A propensão é notada pelo Frigorífico Silva, de Santa Maria. O diretor comercial da empresa, Gabriel da Silva Moraes, lembra que há dois anos mantinha programa do gênero com apenas um supermercado e hoje são 10 marcas em cinco redes do Estado e Santa Catarina. A qualidade no espeto dos gaúchos é tipo exportação.
– O padrão do gado é o mesmo. A única diferença é a papelada – sustenta Moraes, que diz ter problemas de oferta de gado com as especificações definidas pelas associações de raça para atender a demanda progressiva.
A salvação do assador leigo
Para quem é assador de fim de semana ou leigo sem grande afinidade com os espetos, ser conhecido do açougueiro deixou de ser a saída para levar o melhor corte para aquela confraternização com a família ou os amigos. Para o biólogo Adriano Cunha, 43 anos, vale a pena pagar mais por produtos de grife de raças britânicas e não correr o risco da surpresa desagradável de uma carne dura.
– Se paga um pouco mais por qualidade, maciez e sabor. Sei que é carne de animais jovens e produzidos a campo – dizia Cunha, enquanto aguardava um entrecôt e uma picanha de animais angus em um almoço de negócios no Restaurante Barranco, na Capital.
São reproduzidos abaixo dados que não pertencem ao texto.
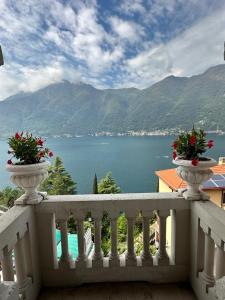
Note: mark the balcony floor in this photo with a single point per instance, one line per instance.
(121, 291)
Suíno ao gosto do consumidor urbano
As imposições para acessar o mercado mundial transformaram a suinocultura. A evolução genética e nutricional permitiu a produção de uma carcaça com mais carne magra, enquanto as granjas ampliaram o controle sanitário e de rastreabilidade, com informações sobre alimentação e medicamentos administrados.
Para se adaptar ao consumidor urbano, foram criados produtos mais sofisticados e práticos, como carnes pré-prontas e já temperadas ou em porções menores com cortes novos como a picanha e a alcatra, explica Rogério Kerber, do Sindicato das Indústrias de Produtos Suínos do Estado.